After four years of consultations and deliberations, the Nunavut Impact Review Board (NIRB) rejected Baffinland’s application to more than double output to 12 million tonnes a year, to eventually reach 30 million tonnes annually.
Unionized workers at the mine have asked the government to allow the expansion, which would be the only way to save the jobs of thousands, many of whom are Inuit employees.
“For a number of reasons, the regulatory process is moving more slowly than is necessary to meet Baffinland’s operational requirements,” chief executive Brian Penney said in an update to staff this week.
The company is preparing for two rounds of terminations to take effect on Sept. 25 and Oct. 11 if it is not successful in renewing its permit, he added.
The Local 793 Union says Mary River mine has long provided well-paying jobs to Canadian workers from across the country, including hundreds of workers from Nunavut who continue to be prioritized for training opportunities.
The mine provides royalties and community benefits that directly help local Inuit communities, the union said.
“We understand that the mine represents nearly 23% of the GDP for Nunavut and is a vital component for Nunavut’s future economic growth,” it added.

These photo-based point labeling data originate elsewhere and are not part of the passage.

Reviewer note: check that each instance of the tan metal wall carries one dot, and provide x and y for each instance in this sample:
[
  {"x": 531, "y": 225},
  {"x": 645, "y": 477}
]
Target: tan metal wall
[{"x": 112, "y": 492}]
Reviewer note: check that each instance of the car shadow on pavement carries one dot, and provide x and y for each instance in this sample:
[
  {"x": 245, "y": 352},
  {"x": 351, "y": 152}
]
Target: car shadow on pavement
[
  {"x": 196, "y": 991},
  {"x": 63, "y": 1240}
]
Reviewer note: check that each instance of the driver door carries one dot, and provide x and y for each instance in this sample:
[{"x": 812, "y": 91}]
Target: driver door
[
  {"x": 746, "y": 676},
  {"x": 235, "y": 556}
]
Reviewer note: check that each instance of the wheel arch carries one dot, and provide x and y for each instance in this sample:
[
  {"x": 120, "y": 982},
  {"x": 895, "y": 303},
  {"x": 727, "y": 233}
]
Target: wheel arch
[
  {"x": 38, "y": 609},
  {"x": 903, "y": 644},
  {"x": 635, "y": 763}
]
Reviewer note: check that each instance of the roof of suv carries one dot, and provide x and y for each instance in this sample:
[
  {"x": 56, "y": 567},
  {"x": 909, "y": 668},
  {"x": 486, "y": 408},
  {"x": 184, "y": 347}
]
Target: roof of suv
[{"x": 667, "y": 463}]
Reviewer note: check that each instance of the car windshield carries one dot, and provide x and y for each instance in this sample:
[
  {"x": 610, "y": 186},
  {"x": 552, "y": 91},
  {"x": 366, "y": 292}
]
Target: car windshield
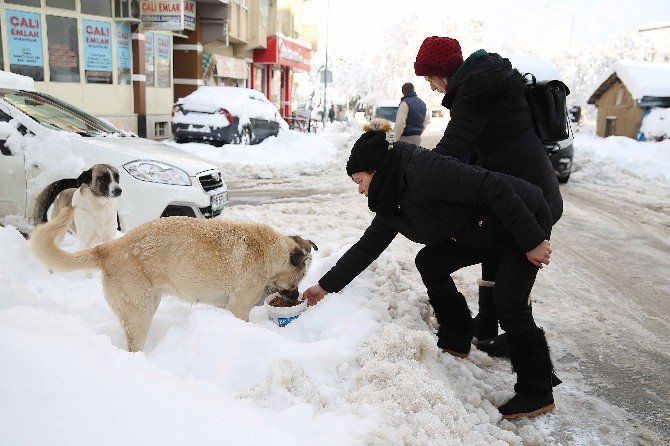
[
  {"x": 56, "y": 114},
  {"x": 387, "y": 113}
]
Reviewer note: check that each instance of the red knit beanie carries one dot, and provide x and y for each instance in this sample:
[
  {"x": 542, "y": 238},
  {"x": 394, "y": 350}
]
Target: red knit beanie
[{"x": 438, "y": 56}]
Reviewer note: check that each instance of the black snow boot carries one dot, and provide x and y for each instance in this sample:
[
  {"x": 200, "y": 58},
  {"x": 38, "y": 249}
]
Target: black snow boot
[
  {"x": 486, "y": 322},
  {"x": 495, "y": 347},
  {"x": 531, "y": 361},
  {"x": 455, "y": 334}
]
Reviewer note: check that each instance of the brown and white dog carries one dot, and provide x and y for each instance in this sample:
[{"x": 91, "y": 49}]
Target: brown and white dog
[
  {"x": 95, "y": 204},
  {"x": 228, "y": 264}
]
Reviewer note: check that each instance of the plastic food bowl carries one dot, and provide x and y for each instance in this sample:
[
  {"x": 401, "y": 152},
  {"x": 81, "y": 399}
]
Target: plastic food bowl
[{"x": 283, "y": 315}]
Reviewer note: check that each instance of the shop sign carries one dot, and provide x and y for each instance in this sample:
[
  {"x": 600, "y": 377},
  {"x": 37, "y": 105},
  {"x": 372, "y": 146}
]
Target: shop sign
[
  {"x": 231, "y": 67},
  {"x": 24, "y": 38},
  {"x": 123, "y": 45},
  {"x": 284, "y": 52},
  {"x": 176, "y": 15},
  {"x": 97, "y": 51},
  {"x": 163, "y": 56}
]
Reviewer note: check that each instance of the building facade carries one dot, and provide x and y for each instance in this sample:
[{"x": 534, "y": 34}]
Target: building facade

The NIRB is currently assessing Baffinland’s request to carry on extracting ore at a similar rate as recent years. The federal minister of Northern Affairs, Dan Vandal, is in turn mulling what to do with the NIRB’s recommendation to not allow the mine expansion as planned.
In total, Baffinland employs more than 2,500 people, including contractors.
The company said that, if it doesn’t hear from authorities soon, it would have to suspend operations for the rest of the year. It noted this would happen once the mine reaches its current 4.2-million-ounce limit on ore extraction, which is expected by mid-September.
Area of the proposed mine expansion on the northern tip of Baffin Island is home to the world’s densest narwhal population. (Stock image.)
Expansion detractors have argued for months expanding the mine’s capacity would affect the world’s densest narwhal population.
Narwhals are a type of whale with a long, spear-like tusk that protrudes from its head. The marine mammal is an important predator in Eclipse Sound and other Arctic waters, as well a major food source for Inuit in the region.
Last year, a group of hunters from Arctic Bay and Pond Inlet blocked access to the mine in protest of the company’s ice breaking practices due to their negative impacts on narwhals.
The company agreed to avoid ice breaking in spring, based on “the precautionary principle that is the foundation of our adaptive management plan,” Baffinland’s CEO said in a statement at the time.